Gleich den Humanisten, die in fingierten „Dunkelmännerbriefen“ eine grundsätzliche Auseinandersetzung mit der spätscholastischen Welt führten, ergriffen später Magister und Scholaren, sich offen als „Sansculotten“ bezeichnend, für die Große Revolution der Franzosen Partei.

In der Revolution von 1848/49 kämpften die besten Professoren und Studenten für die Sache des Fortschritts. Die nach der Novemberrevolution gebildete Kommunistische Studentengruppe begann die Wahrheit über die weltgeschichtliche Bedeutung des Roten Oktober zu verbreiten.

Und durchdrungen vom Geist kämpferischer Humanitas leisteten in der Nacht des Faschismus mutige Wissenschaftler und Studenten heldenhaften Widerstand gegen das verbrecherische Regime.

Diese und viele andere unvergessene Taten in der Geschichte unserer Hohen Schule sind ein beredtes Zeugnis progressiver Universitätstradition, vollbracht hier in dieser Stadt, die zugleich eine Hochburg der revolutionären deutschen und internationalen Arbeiterbewegung war; in die ein Robert Blum und Lassalle, ein Bebel und Liebknecht, Rosa Luxemburg und Franz Mehring, Julian Marchlewski, Georgi Dimitroff und gar Lenin ihre Spur gezeichnet haben.

Aber es sei auch fern von uns, das überkommene universitäre Erbe mit einem Glorienschein zu umgeben.

Bei weitem nicht immer vollzog sich. Politik und Wissenschaft an der Universität synchron mit dem konkreten Fortschritt der Epoche.

Und so vergessen wir keinen Augenblick, daß in der Klassengesellschaft mit dem ihr eigenen Antagonismus von Geist und Macht die Universität neben Glanz viel Elend, neben Größe auch Ohnmacht, neben Liebenswürdigem auch Absurdes und in der Zeit der Braunen Pest, die humanistische Wissenschaftler und Studenten relegierte, verfolgte und ermordete, in einigen Disziplinen die Perversion jeglicher Universitätsidee und Verrat am humanistischen Auftrag der Wissenschaft verkörperte.

Also auch schwerwiegend Negatives steht zu Buche, das erst mit dem Sozialismus, mit der Befreiung der Wissenschaft aus den Fesseln reaktionärer Klassendominanz, politisch und geistig überwunden werden konnte, aber das wir weder der Vergessenheit anheim fallen lassen noch verharmlosender Interpretation unterwerfen; - so wie Bertolt Brecht die Studenten eindringlich mahnte:

„Was immer Ihr erforscht einst und erfindet

Euch wird nicht nützen, was Ihr auch erkennt!

So es Euch nicht zu klugem Kampf verbindet

und Euch von allen Menschenfeinden trennt.“


Sehr geehrtes Auditorium!

Wenn wir soeben die Historie einer Universität, die Geschichte gewissermaßen auf kleinstem Raum, aufgerufen haben, weil der * Gedanke sich einzureihen in eine mehrhundertjährige Linie des Ringens um wissenschaftliche Welterkenntnis das Gefühl der Verantwortung für unser Land ungemein stärkt, so sind wir uns natürlich auch bewußt, daß sich der Gegenwartswert von Wissenschaft nicht an ihrer Kollektion von Lorbeerkränzen mißt.
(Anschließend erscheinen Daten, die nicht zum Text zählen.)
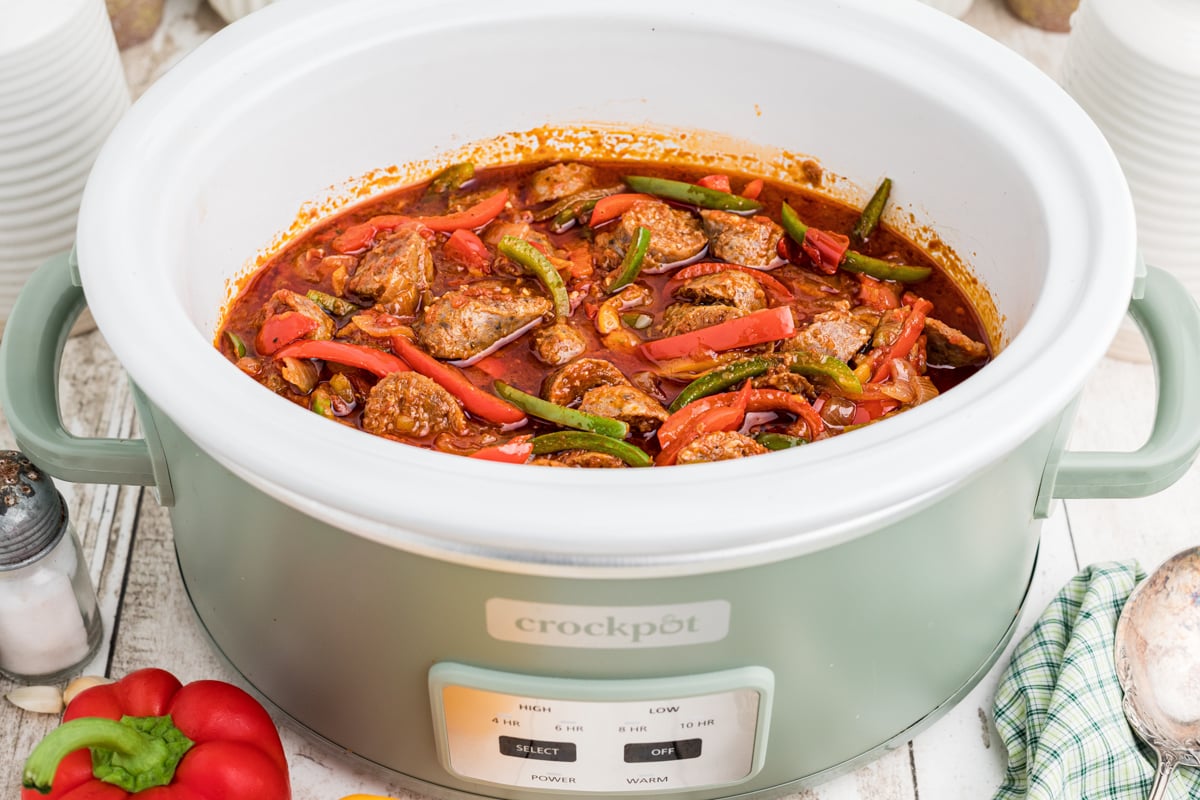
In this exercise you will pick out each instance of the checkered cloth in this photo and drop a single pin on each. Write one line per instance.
(1059, 703)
Darum steht die Frage: Wie sind nun wir, Wissenschaftler und Studenten, Arbeiter und Angestellte, Ärzte und Schwestern einer Universität im und für den Sozialismus unserer Verantwortung gerecht geworden?

Welche Leistungen hat die Karl-Marx-Universität aufzuweisen, welche Traditionen hat sie ausgeprägt, seit mit der Gründung der Deutschen Demokratischen Republik das sozialistische Kapitel ihrer Geschichte aufgeschlagen wurde?
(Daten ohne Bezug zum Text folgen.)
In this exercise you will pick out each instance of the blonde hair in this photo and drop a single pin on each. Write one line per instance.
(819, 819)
Nehmen wir das Fazit dieser 35 Jahre vorweg: Das entscheidend Neue, das unsere Universität unter Führung der marxistisch-leninistischen Partei vollbrachte, besteht darin, daß sie sich nicht vereinzelt, sondern in ihrer Gesamtheit, einen einheitlichen Willen verkörpernd, konsequent in den Dienst des Menschheitsfortschritts, des Friedens und der Völkerverständigung stellte, daß sie Zug um Zug und mit wachsender Leistungskraft ihre volle Integration in die ausbeutungsfreie, menschenwürdige sozialistische Gesellschaft verwirklichte und diese aktiv mitgestaltend erstmals in ihrer Geschichte zu wahrer Identität fand.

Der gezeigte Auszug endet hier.